The closing argument featured a slide-show presentation. The closing slide was a depiction of the Taiwanese manufacturer's chairman giving a speech at a wedding banquet. The wedding was that of the daughter of the U.S. distributor's owner. The speech compared the 30-year relationship of the manufacturer with the distributor with the bride and groom, and how those present would look back on the wedding day with fondness. Instead, the jury looked back at the wedding day, for the manufacturer concealed that they decided to terminate the oral distribution agreement. The jury awarded $6.2 million in compensatory damages and $6 million in punitive damages.

In Mighty Enterprises v. She Hong Industrial, (U.S.D.C. for the C.D. Cal Nov. 23, 2016), the distributor Mighty Enterprises, Inc. brought suit against its Taiwanese manufacturer of heavy equipment, She Hong Industrial. The "largest machining center in Taiwan," She Hong has 500 employees in Taiwan, and had more than 70 distributors in 60 countries, with 300 offices worldwide. Mighty in 2013 was the fifth largest distributor of She Hong equipment in the world. The relationship was an oral distribution contract, effectively a handshake across the Pacific Ocean. Mighty would purchase new equipment and parts from She Hong, and would service its customers in the United States. This was a 33-year relationship before it was terminated by She Hong.

As a large manufacturer, She Hong was looking for the largest distributor it could find. A distributor that could stock much more in inventory and would invest in finding more downstream dealers that would advance its business and build a bigger and better service department. She Hong had decided that Mighty was no longer the distributor of the future and began secretly to search for a replacement. In communications to prospective new distributors, She Hong touted its size and stated that Mighty was not performing as expected in the U.S. market. Nevertheless, during this search period, She Hong reaffirmed the exclusive U.S. distributor relationship with Mighty built on friendship. During this secret search period, She Hong encouraged Mighty to increase its inventory and expand.

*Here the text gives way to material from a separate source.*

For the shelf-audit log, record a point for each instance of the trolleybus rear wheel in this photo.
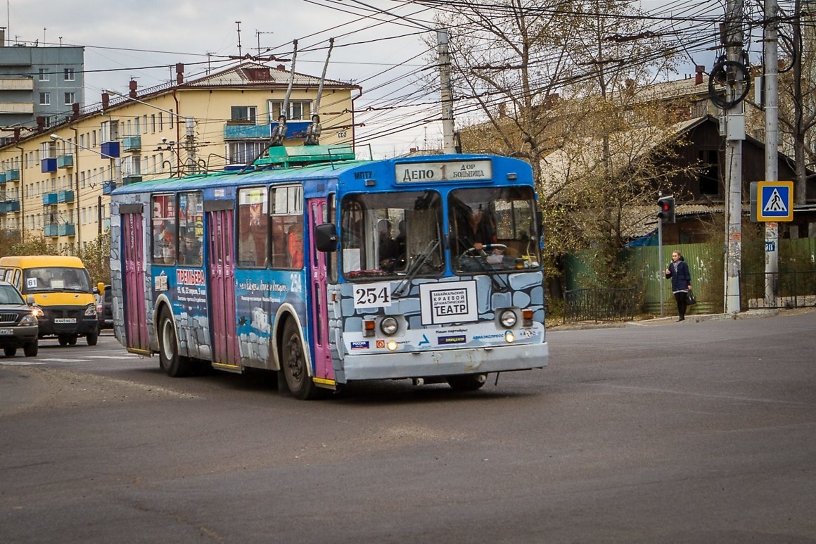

In 2014, She Hong formally terminated the relationship, and Mighty sought to wind down its inventory. As it was an oral relationship that was silent as to procedure upon termination, Mighty sought to have its inventory of parts and equipment liquidated to its dealers, to its successor, or to She Hong itself. Instead, She Hong told the former Mighty dealers not to deal with Mighty and refused to address the inventory liquidation. Moreover, She Hong usurped the dealer network that Mighty developed over 33 years and tried to alienate the dealers. The evidence suggested that She Hong invited the dealers to visit Taiwan with Mighty in 2013 in anticipation that the network would be usurped, and copied the dealer list from Mighty in order to substitute itself for Mighty in the distribution chain. She Hong later directly solicited the Mighty's dealers to distribute directly for She Hong after termination of Mighty, and refused to offer Mighty's inventory and parts to the dealers. She Hong admitted at trial that it had deleted some of the emails to the dealer which could have been evidentiary.

The jury answered four special interrogatories. The first asked whether She Hong was liable for breach of oral contract, and the second asked whether She Hong was liable for breach of implied contract. The jury answered each in the affirmative. The contract breach addressed not whether the contract could be terminated, but rather, whether She Hong had acted properly in its termination and wind down of the relationship.

The third asked whether She Hong was liable to Mighty for interference with contractual business relations. The claim was based on the usurpation of Mighty's dealership network and the advice of She Hong that the dealers not buy from Mighty in the future. The fourth asked whether She Hong was liable to Mighty for fraud, based on She Hong encouraging the purchase of additional inventory and parts at the time when She Hong knew termination was imminent and She Hong refused to repurchase and interfered with resale to the dealers. The jury again found for Mighty on each interrogatory.

The damage claim was basically for the value of the inventory, parts and future lost profits totaling $18,648,000. The jury apparently gave great weight to the value of the recently purchased inventory and parts, awarding some lost profits as well, totaling in compensatory damages of $6.2 million. Because of the special interrogatory finding that the clear and convincing evidence showed that She Hong engaged in malice, oppression or fraud, the jury awarded $6 million in punitive damages, for a total verdict of $12.2 million.

What makes this case so interesting is that the impact of good faith and fair dealing on the jury deliberations. The jury was charged that the implied covenant of good faith and fair dealing cannot replace the explicit words of the contract. Here, the contract had not expressed terms beyond the establishment of a distributor relationship with service responsibilities, so all were implied by either conduct or the duty of good faith and fair dealing. Although the certain UCC provisions were raised as a defense in the case, the UCC also implies the duty of good faith and fair dealing in all UCC dealings, and has not helped She Hong with the jury. The jury was apparently offended by the way the relationship ended, and determined that She Hong did not have the right to terminate the agreement in the manner that it did.